Tasks within async subflow waiting for other subflows to be done before starting

Hello,

I’m trying to run multiple subflows at the same time, with each subflow running an extract, transform and load task (see test code below). I expected it to run each task right after each other during each subflow’s run. From the UI (see attachement), it seems that ‘subflow / 4’ does do that.

But then ‘subflow / 3’ waits for ‘subflow / 4’ to be done before starting to do the ‘transform and load’ tasks.

then ‘subflow / 2’ waits for ‘subflow / 3’ to be done, before running its transform and load

and finally ‘subflow / 1’ runs transform and load, after ‘subflow / 2’ has completed

Are my expectations misplaced?

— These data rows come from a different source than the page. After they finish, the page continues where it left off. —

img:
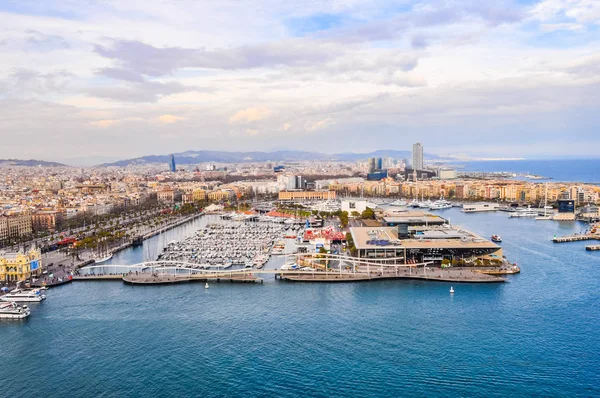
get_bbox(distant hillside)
[100,150,436,167]
[0,159,69,167]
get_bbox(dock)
[276,269,506,283]
[552,234,600,243]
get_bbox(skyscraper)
[169,155,177,173]
[369,158,377,173]
[413,142,423,170]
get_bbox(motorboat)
[94,253,112,264]
[509,206,539,218]
[0,302,31,319]
[429,198,452,210]
[0,289,46,303]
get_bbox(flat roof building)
[350,224,502,264]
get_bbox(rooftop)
[350,226,501,250]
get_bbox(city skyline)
[0,0,600,164]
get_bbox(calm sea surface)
[454,159,600,184]
[0,210,600,397]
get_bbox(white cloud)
[0,0,600,162]
[158,115,187,124]
[229,107,272,124]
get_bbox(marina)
[0,209,600,396]
[0,302,31,319]
[157,220,302,269]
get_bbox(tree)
[338,211,348,228]
[361,207,375,220]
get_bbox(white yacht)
[0,289,46,303]
[389,199,408,206]
[462,203,500,213]
[429,197,452,210]
[0,303,31,319]
[94,253,112,264]
[509,206,539,218]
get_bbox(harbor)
[0,205,600,396]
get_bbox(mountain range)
[0,159,68,167]
[100,150,437,167]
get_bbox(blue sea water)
[454,159,600,184]
[0,209,600,397]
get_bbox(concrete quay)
[552,234,600,243]
[276,269,506,283]
[122,273,263,285]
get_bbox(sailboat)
[535,184,552,220]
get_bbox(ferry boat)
[429,198,452,210]
[508,206,539,218]
[0,302,31,319]
[0,289,46,303]
[462,203,500,213]
[94,253,112,264]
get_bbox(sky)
[0,0,600,164]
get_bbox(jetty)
[73,260,508,285]
[552,233,600,243]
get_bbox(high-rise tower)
[413,142,423,170]
[169,154,177,173]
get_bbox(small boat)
[94,253,112,264]
[0,303,31,319]
[0,289,46,303]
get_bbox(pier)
[552,234,600,243]
[73,260,508,285]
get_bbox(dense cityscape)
[0,0,600,398]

How could I improve my code to have all subflows run their respective tasks as soon as possible?

Many thanks.

import asyncio

import random
from prefect import task, flow

from prefect.runtime import flow_run


def flow_run_name():
    return f"{flow_run.parameters['flow_index']}"

@task(name='extract')
async def extract():
    await asyncio.sleep(2)
    return 'extracted'

@task(name='transform')
async def transform(extracted):
    await asyncio.sleep(2)
    return 'transformed'

@task(name='load')
async def load(transformed):
    await asyncio.sleep(2)
    return 'loaded'

@flow(name='subflow', flow_run_name=flow_run_name, log_prints=True)
async def subflow(flow_index):
    extracted = await extract()
    transformed = await transform(extracted=extracted)
    loaded = await load(transformed=transformed)
    print('flow index: ' + str(flow_index) + ' ' + extracted + ' +' + transformed + '+' + loaded)

@flow(name='main_flow')
async def main_flow():
    subflows = [subflow(1), subflow(2), subflow(3),  subflow(4),]
    await asyncio.gather(*subflows)

if __name__ == '__main__':
    asyncio.run(main_flow())

1 Like

I am also trying to understand why it is so and how to overcome it.

Maybe reporting this as a bug on github would help?